Qualifiche molto emozionanti quelle di Barcellona, che resteranno a lungo nella memoria. Non solo per la grande 64esima pole position di Hamilton con il suo 1'19"149, ma anche per il 2° tempo di Vettel a soli 51 millesimi dopo che a inizio Q1 un problema (fortunatamente temporaneo) riscontrato dai tecnici aveva fatto dire via radio di fermare la macchina. Invece Sebastian ha proseguito, ottenendo una prima fila che rappresenta un gran risultato. Alcuni errori hanno "condannato" Bottas e Raikkonen alla seconda fila, staccati di 0"224 e 0"290 rispettivamente, ma ovviamente un simile riscontro li lascia sempre in gara. Terza fila confermata alle Red Bull, con Verstappen 5° a 0"557 e Ricciardo 6° a 1"026, dunque non troppo distanti e possibili "terzi incomodi".

Affascinante anche la lotta "degli altri", in cui ha primeggiato uno strepitoso Alonso, 7° a 1"899 dal vertice. Lo seguono Perez a 1"921, Massa a 2"083 e quindi Ocon a 2"123. Bravo il francese a entrare nella top ten dopo Q2 davvero combattute, anche se poi non è riuscito a ripetere lo stesso tempo in Q3. Non sono però distanti gli inseguitori, che vedono Magnussen, Sainz e Hulkenberg racchiusi in 68 ms, con Grosjean 14° solo per un errore e davanti a Wehrlein riuscito ad accedere alle Q2. Dunque le premesse per un prosieguo della lotta anche in gara ci sono tutte, specie se gli esclusi recupereranno e verranno risolti certi problemi.

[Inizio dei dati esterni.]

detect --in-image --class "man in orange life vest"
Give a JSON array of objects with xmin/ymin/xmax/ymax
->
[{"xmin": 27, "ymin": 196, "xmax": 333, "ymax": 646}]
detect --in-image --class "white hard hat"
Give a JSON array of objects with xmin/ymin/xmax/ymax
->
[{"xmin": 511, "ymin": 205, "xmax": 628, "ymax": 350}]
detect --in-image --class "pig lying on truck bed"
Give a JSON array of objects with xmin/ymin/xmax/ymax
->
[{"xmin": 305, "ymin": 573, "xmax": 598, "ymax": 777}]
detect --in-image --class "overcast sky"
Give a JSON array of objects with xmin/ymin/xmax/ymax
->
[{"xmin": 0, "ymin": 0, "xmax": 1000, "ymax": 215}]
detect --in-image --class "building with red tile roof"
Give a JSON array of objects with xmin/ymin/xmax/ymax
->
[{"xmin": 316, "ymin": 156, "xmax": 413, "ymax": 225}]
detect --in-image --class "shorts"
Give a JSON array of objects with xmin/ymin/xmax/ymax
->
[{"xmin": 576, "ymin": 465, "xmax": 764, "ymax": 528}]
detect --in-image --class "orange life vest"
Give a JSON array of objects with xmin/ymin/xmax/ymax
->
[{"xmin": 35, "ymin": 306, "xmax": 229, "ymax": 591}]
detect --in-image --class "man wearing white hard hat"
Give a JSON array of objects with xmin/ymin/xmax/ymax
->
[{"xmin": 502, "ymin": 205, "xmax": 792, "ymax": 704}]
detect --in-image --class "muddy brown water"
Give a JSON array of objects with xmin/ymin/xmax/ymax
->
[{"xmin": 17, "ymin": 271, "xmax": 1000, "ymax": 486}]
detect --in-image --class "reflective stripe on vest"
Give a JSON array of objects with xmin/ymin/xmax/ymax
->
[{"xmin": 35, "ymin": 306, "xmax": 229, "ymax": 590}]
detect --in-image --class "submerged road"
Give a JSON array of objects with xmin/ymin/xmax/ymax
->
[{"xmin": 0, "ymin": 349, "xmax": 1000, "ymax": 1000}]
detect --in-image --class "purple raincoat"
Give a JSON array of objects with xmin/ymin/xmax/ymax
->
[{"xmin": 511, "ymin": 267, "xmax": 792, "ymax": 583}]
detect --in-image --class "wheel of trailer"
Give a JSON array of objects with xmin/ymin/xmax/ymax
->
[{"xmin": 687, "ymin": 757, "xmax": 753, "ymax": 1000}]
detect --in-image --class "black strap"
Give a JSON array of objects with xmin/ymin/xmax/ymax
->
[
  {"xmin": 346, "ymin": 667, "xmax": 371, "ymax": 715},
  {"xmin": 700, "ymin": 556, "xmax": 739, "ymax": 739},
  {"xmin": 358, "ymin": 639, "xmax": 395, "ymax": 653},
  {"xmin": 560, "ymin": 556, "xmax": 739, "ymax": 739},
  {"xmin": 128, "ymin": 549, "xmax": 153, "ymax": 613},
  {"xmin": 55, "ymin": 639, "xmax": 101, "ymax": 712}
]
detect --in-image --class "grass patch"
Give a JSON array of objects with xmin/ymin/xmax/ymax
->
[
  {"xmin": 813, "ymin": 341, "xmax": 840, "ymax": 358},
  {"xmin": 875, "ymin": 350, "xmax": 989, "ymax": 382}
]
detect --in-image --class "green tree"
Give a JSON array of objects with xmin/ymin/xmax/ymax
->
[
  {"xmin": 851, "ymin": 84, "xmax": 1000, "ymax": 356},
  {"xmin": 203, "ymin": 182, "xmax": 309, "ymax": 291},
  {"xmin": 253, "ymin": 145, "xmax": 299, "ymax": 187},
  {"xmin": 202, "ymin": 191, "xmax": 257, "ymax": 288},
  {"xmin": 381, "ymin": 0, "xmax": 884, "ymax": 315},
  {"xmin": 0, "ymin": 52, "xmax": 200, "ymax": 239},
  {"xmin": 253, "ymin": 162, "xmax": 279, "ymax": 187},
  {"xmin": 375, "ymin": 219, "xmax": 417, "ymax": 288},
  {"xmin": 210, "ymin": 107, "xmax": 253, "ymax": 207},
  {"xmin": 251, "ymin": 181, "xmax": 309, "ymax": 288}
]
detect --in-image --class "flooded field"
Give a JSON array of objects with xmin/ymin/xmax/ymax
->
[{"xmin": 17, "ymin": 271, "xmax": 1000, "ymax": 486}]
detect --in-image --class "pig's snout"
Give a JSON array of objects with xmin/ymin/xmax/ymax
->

Appuntamento dunque con il Gran Premio di Spagna, a partire dalle ore 14 di questa domenica, sempre con la nostra cronaca diretta a seguire tutti i 66 giri di gara.

GP di Spagna: la griglia di partenza

La cronaca "live" con Twitter

Introduzione

Inizio alle ore 14 (sia in Italia che in loco) per le prove di qualificazione che definiranno lo schieramento del GP di Spagna a Barcellona, quinta prova del Mondiale F1 2017. Qualifiche che come sempre seguiremo con la nostra cronaca diretta mediante il nostro canale specifico @autosprintLIVE.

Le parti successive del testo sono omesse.